You probably vacillate between hating and loving this time of year. It’s the Christmas season. There’s no way to avoid the Christmas cheer. On the other hand, while your loved one eats MRE’s and sleeps on a cot, the guilt you feel celebrating without them is constant.
Growing up, Christmas is ingrained in our minds as a time of joy. The wonder of waking up in the wee dark hours and finding a stashed Christmas tree always brought shivers of anticipation. Like many children on Christmas Eve, I would stay up as late as I could and sneak cups of coffee and eggnog while the grown-ups talked around the fire. The night felt shorter that way.
The season was filled with parties and games, white elephant gifts and cookie exchanges. Every year, I made gingerbread houses and prayed they wouldn’t collapse before Christmas day. During the Christmas Eve service I stare in wonder at my flickering candle while singing Silent Night.
Then, in a moment, I grew up. I learned there is never peace on earth, good will to men. Some spend holidays with little more than an artificial table top tree and a single strand of lights. Others look forward to a box from home that carries a two week old cookie concoction. It never tastes stale to them. Sometimes, the heart lifting strains of Joy to the World are mingled with the soulful notes of Taps.
For those at home, Christmas morning is about waking up to the bed half empty. It’s about enduring all the well-wishers, the drudgery of carrying the shopping bags yourself.

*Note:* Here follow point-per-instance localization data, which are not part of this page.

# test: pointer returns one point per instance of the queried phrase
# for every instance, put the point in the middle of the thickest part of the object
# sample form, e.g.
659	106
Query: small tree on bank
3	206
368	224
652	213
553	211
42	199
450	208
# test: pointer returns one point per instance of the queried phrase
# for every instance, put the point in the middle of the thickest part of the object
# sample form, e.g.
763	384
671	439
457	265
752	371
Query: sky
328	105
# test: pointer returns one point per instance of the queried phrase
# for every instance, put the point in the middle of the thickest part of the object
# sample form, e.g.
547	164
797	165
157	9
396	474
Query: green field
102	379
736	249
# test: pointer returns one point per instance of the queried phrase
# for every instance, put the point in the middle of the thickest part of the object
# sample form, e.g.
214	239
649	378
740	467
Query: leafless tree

You watch How the Grinch Stole Christmas and feel your Christmas was stolen by a Grinch called war.
Your husband might be toting a chest full of armor plates, while you carry a fussing toddler through a crowded department store. Your wife might be staunching wounds while you staunch the tears of a lonely child who just wants their mom home for Christmas.
You may weep when your favorite Christmas song comes across the radio. You might bake dozens of batches of Christmas cookies, or spend hours volunteering, serving others for the sake of one who is thousands of miles away. You might spend Christmas alone with the kids, celebrating a Skype call to wish your other half a Merry Christmas.

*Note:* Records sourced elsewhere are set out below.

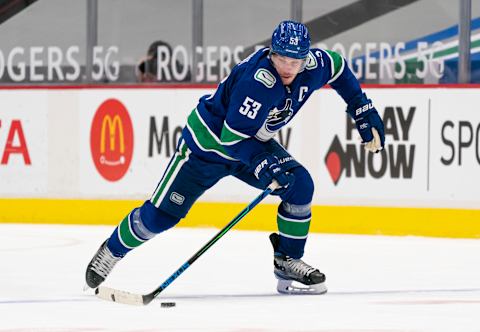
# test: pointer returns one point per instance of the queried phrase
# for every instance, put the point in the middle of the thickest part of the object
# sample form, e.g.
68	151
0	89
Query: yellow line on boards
454	223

This year, there might not be enough to send out Christmas cards. You might be too busy mailing care packages and filling out those pesky customs forms. And that’s ok.
This year, you don’t have to celebrate. You have the right to be real. You have earned it. Christmas isn’t always about the gifts, the sparkling tinsel and the lavish feasts. It’s about sacrifice; it’s about hearing the distorted sound of a Soldiers voice; it’s about sharing at a distance only love can span.
Your sacrifices, your loved ones sacrifices, are the reason I can celebrate in peace with my own Soldier this Christmas. I pray next Christmas, your Family will be whole again, and that this Christmas, you feel the love of this grateful military wife.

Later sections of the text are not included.